Tools would contain everything that coud be considered a tool (JS console,
Privacy configuration settings, etc.)

IMO the positioning of Navigator, Mail/News, etc would actually fit into
Window menu, because they are basically functions that open a new (or switch
to) application window of ceartain type (Navigator, Chat, Mail/News,
Composer, Aphrodite, Chameleon, etc.)... It seems logical to put them there,
scince they are more than just mere tools.

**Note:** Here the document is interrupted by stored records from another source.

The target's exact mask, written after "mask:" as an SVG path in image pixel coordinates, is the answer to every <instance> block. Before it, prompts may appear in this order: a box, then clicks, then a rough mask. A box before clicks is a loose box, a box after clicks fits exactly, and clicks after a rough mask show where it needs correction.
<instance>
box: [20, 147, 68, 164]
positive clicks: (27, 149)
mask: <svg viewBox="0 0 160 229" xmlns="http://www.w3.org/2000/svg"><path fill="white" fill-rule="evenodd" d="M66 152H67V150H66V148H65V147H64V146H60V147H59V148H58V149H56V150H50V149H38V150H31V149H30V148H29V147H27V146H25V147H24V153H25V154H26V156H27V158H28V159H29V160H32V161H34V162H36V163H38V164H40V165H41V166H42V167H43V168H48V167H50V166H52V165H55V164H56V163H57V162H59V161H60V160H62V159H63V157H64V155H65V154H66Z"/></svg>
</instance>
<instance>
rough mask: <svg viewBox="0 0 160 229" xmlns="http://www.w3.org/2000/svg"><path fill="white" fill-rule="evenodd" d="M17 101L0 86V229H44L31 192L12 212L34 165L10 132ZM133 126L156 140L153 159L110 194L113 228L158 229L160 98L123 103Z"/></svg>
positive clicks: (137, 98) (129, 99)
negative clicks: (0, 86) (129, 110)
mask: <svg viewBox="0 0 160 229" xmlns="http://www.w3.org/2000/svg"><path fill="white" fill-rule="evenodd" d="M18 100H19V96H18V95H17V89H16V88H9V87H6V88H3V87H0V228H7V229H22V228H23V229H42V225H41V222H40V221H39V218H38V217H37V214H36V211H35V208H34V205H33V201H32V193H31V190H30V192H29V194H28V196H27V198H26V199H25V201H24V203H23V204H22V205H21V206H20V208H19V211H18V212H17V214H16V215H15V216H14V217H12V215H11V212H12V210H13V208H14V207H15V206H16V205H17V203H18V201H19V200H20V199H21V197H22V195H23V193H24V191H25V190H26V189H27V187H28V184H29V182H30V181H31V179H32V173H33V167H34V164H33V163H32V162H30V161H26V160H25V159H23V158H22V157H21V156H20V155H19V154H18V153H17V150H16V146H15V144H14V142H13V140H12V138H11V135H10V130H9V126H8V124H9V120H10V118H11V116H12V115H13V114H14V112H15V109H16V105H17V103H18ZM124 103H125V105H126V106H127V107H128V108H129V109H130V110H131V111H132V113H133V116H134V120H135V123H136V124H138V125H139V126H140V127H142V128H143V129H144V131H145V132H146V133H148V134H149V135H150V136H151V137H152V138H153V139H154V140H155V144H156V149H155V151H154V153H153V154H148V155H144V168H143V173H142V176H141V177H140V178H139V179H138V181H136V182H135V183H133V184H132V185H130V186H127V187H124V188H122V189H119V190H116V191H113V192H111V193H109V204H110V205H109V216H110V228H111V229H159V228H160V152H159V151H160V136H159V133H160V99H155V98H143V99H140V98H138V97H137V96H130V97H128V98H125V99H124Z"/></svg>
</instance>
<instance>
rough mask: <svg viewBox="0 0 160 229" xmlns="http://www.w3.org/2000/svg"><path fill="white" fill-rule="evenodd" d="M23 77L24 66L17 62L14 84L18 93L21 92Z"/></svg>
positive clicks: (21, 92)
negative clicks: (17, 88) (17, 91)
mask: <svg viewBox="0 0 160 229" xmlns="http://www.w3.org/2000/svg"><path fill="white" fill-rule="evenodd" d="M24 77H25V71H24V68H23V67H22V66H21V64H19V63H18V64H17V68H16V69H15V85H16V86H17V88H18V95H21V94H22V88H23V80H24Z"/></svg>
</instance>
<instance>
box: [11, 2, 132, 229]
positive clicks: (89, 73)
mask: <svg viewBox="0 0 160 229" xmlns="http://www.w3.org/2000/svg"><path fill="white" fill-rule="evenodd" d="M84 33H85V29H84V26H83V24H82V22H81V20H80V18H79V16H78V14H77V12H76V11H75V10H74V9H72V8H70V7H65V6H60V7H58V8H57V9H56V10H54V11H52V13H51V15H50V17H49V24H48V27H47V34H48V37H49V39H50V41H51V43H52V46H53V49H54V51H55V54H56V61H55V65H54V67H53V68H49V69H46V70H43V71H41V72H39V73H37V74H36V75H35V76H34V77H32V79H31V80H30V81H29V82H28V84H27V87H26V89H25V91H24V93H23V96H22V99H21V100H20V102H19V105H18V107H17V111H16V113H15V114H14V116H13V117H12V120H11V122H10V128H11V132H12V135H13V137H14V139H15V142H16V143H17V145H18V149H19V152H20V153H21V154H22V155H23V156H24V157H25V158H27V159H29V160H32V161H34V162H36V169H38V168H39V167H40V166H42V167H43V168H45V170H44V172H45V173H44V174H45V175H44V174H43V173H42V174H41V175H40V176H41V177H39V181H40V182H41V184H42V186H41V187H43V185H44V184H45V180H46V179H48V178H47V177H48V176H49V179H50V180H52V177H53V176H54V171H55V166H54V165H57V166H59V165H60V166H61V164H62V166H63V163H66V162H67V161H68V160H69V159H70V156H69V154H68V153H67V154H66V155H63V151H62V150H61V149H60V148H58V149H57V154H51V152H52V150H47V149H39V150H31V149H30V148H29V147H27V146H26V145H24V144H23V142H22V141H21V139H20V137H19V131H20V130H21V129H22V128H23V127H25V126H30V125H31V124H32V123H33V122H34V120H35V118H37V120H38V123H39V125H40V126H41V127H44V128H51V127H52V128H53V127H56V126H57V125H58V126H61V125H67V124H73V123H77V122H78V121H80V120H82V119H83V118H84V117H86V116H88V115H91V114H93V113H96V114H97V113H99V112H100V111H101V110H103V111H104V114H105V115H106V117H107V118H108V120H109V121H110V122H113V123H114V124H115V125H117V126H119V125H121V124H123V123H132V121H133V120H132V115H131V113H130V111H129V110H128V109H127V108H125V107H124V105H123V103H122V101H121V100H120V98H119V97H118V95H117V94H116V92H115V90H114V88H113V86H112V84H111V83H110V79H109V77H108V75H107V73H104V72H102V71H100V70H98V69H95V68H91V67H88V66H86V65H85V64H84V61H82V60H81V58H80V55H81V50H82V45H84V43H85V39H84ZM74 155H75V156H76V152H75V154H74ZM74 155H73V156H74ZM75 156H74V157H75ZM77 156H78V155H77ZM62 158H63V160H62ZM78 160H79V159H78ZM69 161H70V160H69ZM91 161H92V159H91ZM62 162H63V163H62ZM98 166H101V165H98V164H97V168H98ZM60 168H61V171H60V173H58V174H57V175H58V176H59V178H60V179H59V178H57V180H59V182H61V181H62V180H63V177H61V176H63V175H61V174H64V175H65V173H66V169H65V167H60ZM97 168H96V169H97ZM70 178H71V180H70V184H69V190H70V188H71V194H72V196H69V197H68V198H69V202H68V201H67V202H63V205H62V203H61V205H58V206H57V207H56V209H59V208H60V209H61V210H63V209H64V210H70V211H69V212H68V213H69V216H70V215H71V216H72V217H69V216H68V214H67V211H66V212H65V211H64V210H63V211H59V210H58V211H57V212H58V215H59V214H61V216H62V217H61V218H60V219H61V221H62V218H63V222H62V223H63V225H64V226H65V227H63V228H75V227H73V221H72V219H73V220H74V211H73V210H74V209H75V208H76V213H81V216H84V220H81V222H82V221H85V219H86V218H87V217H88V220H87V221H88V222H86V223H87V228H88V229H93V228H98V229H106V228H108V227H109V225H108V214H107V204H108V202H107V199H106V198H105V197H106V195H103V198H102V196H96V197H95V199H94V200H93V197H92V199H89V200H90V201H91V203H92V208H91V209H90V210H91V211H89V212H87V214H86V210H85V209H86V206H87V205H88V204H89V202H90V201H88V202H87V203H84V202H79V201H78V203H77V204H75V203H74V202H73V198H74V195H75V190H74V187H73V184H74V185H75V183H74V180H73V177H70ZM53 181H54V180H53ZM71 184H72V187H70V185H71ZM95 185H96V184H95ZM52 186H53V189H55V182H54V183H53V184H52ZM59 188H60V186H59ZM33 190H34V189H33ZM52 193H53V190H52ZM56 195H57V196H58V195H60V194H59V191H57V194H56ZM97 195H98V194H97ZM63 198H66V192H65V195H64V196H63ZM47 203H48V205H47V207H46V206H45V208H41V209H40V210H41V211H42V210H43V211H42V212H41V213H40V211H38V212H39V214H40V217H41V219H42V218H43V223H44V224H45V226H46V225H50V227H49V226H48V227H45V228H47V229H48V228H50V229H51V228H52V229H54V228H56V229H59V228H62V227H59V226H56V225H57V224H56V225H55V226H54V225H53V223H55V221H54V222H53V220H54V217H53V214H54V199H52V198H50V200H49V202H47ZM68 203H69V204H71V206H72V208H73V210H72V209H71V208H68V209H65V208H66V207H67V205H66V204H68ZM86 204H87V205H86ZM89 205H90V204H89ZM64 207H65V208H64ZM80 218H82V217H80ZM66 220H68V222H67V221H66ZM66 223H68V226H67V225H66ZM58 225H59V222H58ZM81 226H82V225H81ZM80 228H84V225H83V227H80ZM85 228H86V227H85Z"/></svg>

OTOH If the Window menu is going to be hidden by default in Win9x/NT/2K/XP,
these items can not be put in Window menu, scince then they will be hidden
by default also... and that is going to create definately loads of ...ee..
misunderstandings ;)

I'd vote for Window menu visible by default and hidden pref for those who
can live without ;)

my .05 EEK (estonian kronas ;))
Roland

barney

unread,
Jun 12, 2001, 7:19:53 AM6/12/01
to
Henri Sivonen wrote:

> Windows
> * It seems to me that mpt still opposes to having the "Window" menu on
> Windows.
>

> Unix-like platforms
> * It seems to me that no one is objecting to enabling the "Window" menu
> on CDE platforms.

Since mpt has already declared that a "Window" menu is needed on Mac,
that means only the Win platform would have it hidden by default? Why
bother?

Gervase Markham

unread,
Jun 20, 2001, 6:06:33 AM6/20/01
to
> * Does anyone want to go through another round of aguments about it?

This is why we have nightly builds. Let's make it a hidden pref, enable it
on all platforms for the moment and get user feedback.